The new economics of Communism, which accepts the profit motive, is spreading through the Soviet bloc more rapidly than blue jeans and Beatle ballads. Dubbed "Libermanism" in the West, after Russian Economist Evsei Liberman (TIME cover, Feb. 12, 1965), it calls for less bureaucratic planning and controls, more freedom for managers to decide what to make and how to sell it, and profit sharing for workers and management. In Russia, 243 enterprises employing 1,000,000 people have been Libermanized. This week Russia's entire tobacco and tea industries will be converted. By year's end one-third of Soviet industry is scheduled to adopt the system, and by 1968 the Russians plan to have all their important industry working for some form of profit.

The New Measure. How does the system work, and how warmly is it being welcomed? A rare inside view comes from Iosif Ioffe, chief economist of a 1,700-worker knitwear factory near Moscow, who wrote a candid article for the Economist of London. Before Jan. 1, says Ioffe, "every phase of activity of the factory was subject to rigid--the most rigid--control." For instance, "directions were given for every three-month period as to the number of workers to be employed in each category, and the total payroll and average wage for each category." Worst of all, "the superior bodies kept revising the plan indicators all year round, once every two weeks on the average. Since, while changing one indicator, they neglected to revise the others, the resulting confusion can only be imagined."

After Jan. 1, however, "we began to work in a new way. The plan continues to be law for us, but it is quite a different kind of plan. Only a few indices are handed down to us by the superior body.* The main index itself--the volume of products sold--is characteristic. Products sold, not just produced, are the basic measure of a factory's efficiency. The demand for disposal of the goods forces the factory to make them of high quality."
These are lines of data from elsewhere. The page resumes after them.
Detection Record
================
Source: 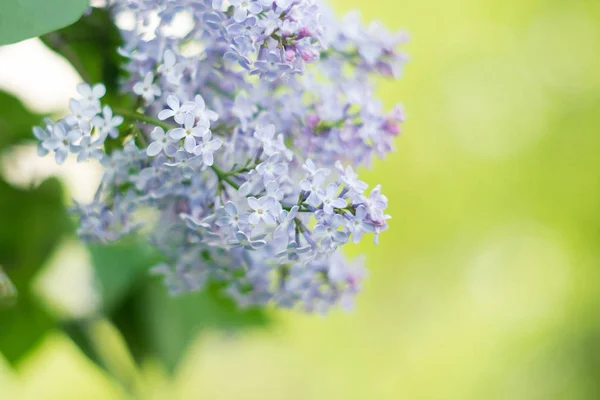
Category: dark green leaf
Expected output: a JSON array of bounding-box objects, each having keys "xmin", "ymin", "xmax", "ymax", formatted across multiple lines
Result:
[
  {"xmin": 0, "ymin": 179, "xmax": 72, "ymax": 292},
  {"xmin": 88, "ymin": 238, "xmax": 160, "ymax": 312},
  {"xmin": 0, "ymin": 179, "xmax": 70, "ymax": 363},
  {"xmin": 0, "ymin": 0, "xmax": 90, "ymax": 45},
  {"xmin": 112, "ymin": 282, "xmax": 267, "ymax": 372},
  {"xmin": 42, "ymin": 8, "xmax": 123, "ymax": 96},
  {"xmin": 0, "ymin": 293, "xmax": 54, "ymax": 364},
  {"xmin": 0, "ymin": 91, "xmax": 42, "ymax": 149}
]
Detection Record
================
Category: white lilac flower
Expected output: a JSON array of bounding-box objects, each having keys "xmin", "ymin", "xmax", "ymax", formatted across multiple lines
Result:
[
  {"xmin": 229, "ymin": 231, "xmax": 267, "ymax": 250},
  {"xmin": 33, "ymin": 126, "xmax": 52, "ymax": 157},
  {"xmin": 77, "ymin": 83, "xmax": 106, "ymax": 112},
  {"xmin": 158, "ymin": 95, "xmax": 196, "ymax": 124},
  {"xmin": 133, "ymin": 72, "xmax": 162, "ymax": 103},
  {"xmin": 229, "ymin": 0, "xmax": 262, "ymax": 22},
  {"xmin": 71, "ymin": 136, "xmax": 104, "ymax": 163},
  {"xmin": 65, "ymin": 99, "xmax": 97, "ymax": 132},
  {"xmin": 92, "ymin": 106, "xmax": 123, "ymax": 139},
  {"xmin": 194, "ymin": 94, "xmax": 219, "ymax": 122},
  {"xmin": 33, "ymin": 0, "xmax": 406, "ymax": 313},
  {"xmin": 248, "ymin": 196, "xmax": 279, "ymax": 225},
  {"xmin": 42, "ymin": 124, "xmax": 81, "ymax": 164},
  {"xmin": 215, "ymin": 201, "xmax": 250, "ymax": 232},
  {"xmin": 314, "ymin": 213, "xmax": 348, "ymax": 248},
  {"xmin": 193, "ymin": 131, "xmax": 223, "ymax": 167},
  {"xmin": 157, "ymin": 50, "xmax": 181, "ymax": 85},
  {"xmin": 146, "ymin": 126, "xmax": 177, "ymax": 157},
  {"xmin": 317, "ymin": 183, "xmax": 347, "ymax": 214},
  {"xmin": 169, "ymin": 113, "xmax": 211, "ymax": 155},
  {"xmin": 346, "ymin": 205, "xmax": 375, "ymax": 243}
]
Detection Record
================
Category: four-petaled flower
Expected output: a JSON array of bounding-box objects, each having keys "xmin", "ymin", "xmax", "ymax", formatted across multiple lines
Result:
[
  {"xmin": 248, "ymin": 196, "xmax": 279, "ymax": 225},
  {"xmin": 193, "ymin": 131, "xmax": 223, "ymax": 167},
  {"xmin": 158, "ymin": 95, "xmax": 196, "ymax": 124},
  {"xmin": 133, "ymin": 72, "xmax": 162, "ymax": 104},
  {"xmin": 169, "ymin": 113, "xmax": 212, "ymax": 153},
  {"xmin": 229, "ymin": 0, "xmax": 262, "ymax": 22}
]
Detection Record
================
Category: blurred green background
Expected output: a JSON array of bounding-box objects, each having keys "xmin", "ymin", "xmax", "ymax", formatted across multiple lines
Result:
[{"xmin": 0, "ymin": 0, "xmax": 600, "ymax": 400}]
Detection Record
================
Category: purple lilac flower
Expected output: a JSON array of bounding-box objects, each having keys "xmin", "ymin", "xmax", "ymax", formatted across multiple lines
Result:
[{"xmin": 33, "ymin": 0, "xmax": 406, "ymax": 313}]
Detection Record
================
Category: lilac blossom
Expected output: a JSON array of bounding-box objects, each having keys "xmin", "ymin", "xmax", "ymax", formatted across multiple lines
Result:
[{"xmin": 33, "ymin": 0, "xmax": 406, "ymax": 313}]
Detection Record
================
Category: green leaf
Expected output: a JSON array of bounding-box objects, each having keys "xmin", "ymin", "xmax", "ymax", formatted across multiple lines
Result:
[
  {"xmin": 0, "ymin": 179, "xmax": 71, "ymax": 364},
  {"xmin": 0, "ymin": 179, "xmax": 72, "ymax": 292},
  {"xmin": 41, "ymin": 8, "xmax": 124, "ymax": 96},
  {"xmin": 0, "ymin": 293, "xmax": 55, "ymax": 365},
  {"xmin": 112, "ymin": 281, "xmax": 268, "ymax": 373},
  {"xmin": 0, "ymin": 91, "xmax": 42, "ymax": 149},
  {"xmin": 88, "ymin": 237, "xmax": 160, "ymax": 312},
  {"xmin": 0, "ymin": 0, "xmax": 90, "ymax": 45}
]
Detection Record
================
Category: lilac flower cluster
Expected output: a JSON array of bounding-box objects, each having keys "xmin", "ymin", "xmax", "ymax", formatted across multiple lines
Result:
[{"xmin": 34, "ymin": 0, "xmax": 406, "ymax": 312}]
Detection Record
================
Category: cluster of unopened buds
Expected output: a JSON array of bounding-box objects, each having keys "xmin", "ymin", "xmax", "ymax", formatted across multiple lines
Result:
[{"xmin": 34, "ymin": 0, "xmax": 405, "ymax": 312}]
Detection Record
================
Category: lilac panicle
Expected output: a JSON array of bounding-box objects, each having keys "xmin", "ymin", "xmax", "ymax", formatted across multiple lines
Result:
[{"xmin": 34, "ymin": 0, "xmax": 406, "ymax": 312}]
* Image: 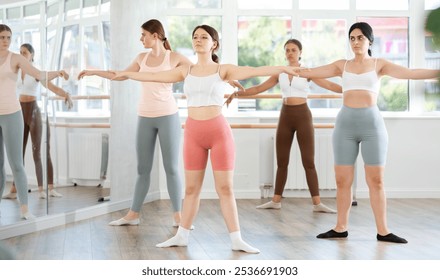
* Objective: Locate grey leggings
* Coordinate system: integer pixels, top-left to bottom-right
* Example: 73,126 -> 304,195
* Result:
131,113 -> 182,212
333,106 -> 388,166
0,110 -> 28,205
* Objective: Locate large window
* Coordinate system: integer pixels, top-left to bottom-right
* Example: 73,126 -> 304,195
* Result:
165,0 -> 440,112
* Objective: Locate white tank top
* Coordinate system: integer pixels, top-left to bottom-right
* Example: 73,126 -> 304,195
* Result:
183,65 -> 229,107
0,52 -> 21,115
278,73 -> 310,98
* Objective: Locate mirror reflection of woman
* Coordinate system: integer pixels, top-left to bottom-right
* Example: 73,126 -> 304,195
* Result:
111,25 -> 295,254
78,19 -> 191,227
226,39 -> 342,213
3,44 -> 73,199
297,22 -> 440,243
0,24 -> 68,220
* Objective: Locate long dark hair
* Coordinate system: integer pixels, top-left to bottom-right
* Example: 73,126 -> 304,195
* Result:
284,39 -> 302,60
192,24 -> 220,63
0,24 -> 12,34
20,43 -> 35,62
348,22 -> 374,56
141,19 -> 171,50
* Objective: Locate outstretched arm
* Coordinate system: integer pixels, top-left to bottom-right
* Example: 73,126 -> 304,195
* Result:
295,60 -> 345,79
220,64 -> 297,80
114,65 -> 188,83
78,54 -> 145,81
379,59 -> 440,80
41,82 -> 73,110
13,54 -> 69,81
312,79 -> 342,93
225,75 -> 278,106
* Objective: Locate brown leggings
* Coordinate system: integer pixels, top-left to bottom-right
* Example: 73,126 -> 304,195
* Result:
275,103 -> 319,197
20,101 -> 53,186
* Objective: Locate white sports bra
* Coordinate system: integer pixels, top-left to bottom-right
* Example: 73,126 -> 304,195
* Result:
342,58 -> 380,94
183,65 -> 228,107
278,73 -> 310,98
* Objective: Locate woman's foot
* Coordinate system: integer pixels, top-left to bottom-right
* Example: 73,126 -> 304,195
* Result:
108,218 -> 139,226
173,222 -> 194,230
376,233 -> 408,243
257,200 -> 281,209
229,231 -> 260,254
49,189 -> 63,197
316,229 -> 348,238
156,226 -> 191,248
2,193 -> 17,199
313,203 -> 336,214
21,211 -> 35,220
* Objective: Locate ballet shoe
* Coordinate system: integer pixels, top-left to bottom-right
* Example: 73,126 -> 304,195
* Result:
21,211 -> 35,220
316,229 -> 348,238
108,218 -> 139,226
49,189 -> 63,197
173,222 -> 195,230
2,193 -> 17,199
313,203 -> 336,214
257,200 -> 281,209
376,233 -> 408,243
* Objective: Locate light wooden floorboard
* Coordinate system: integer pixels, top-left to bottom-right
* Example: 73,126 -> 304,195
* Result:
2,198 -> 440,260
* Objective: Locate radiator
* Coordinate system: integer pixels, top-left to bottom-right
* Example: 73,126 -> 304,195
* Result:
274,129 -> 336,190
68,132 -> 109,185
Ioffe says, almost in wonderment, "We now produce only what is in demand. Without asking for anybody's permission (with the exception of that of the buyer!), we discontinue obsolete lines of production and start new ones." He added: "We are no longer hedged in by average wages for certain categories of workers and all the rest of it. We are able to vary the workers in each category so as to meet the needs of production--something we were unable to do before."

Productivity Up. Profits now roll in, and they are "perfectly legitimate under socialism." A large part of the profits--Ioffe does not specify how much--remain "at the full disposal of the factory" instead of being siphoned off for the government budget. These are used for bonuses (amounting to an average two weeks' extra pay a year), workers' housing and vacation homes, and for reinvestment. "Formerly, in solving questions of expansion and modernization, we were dependent on the central budget. At present we are largely independent, since we have our own money to spend on these purposes." Since January, sales at the factory have risen 1.4%, profits 6.9%, wages 8.9%, and productivity 11.1%. Says Ioffe: "We are building a new shop and renewing our equipment. Especially gratifying is the fact that the quality of our products has been high and sales quite satisfactory: we have had no overstocking or reclamations."

For all that, the Soviets are treading more carefully than some other Eastern Europeans, notably the Hungarians and Czechs. Says Ioffe: "We do not allow ourselves to run wild with our plans." Soviet managers apparently still have little freedom to determine prices--Ioffe does not mention this question. Most important, there is not a breath of a suggestion that business will ever be privately owned.

*An organ with a splendidly bureaucratic name: the Moscow Knitted Goods Department of the Light Industry Ministry of the Russian Federation.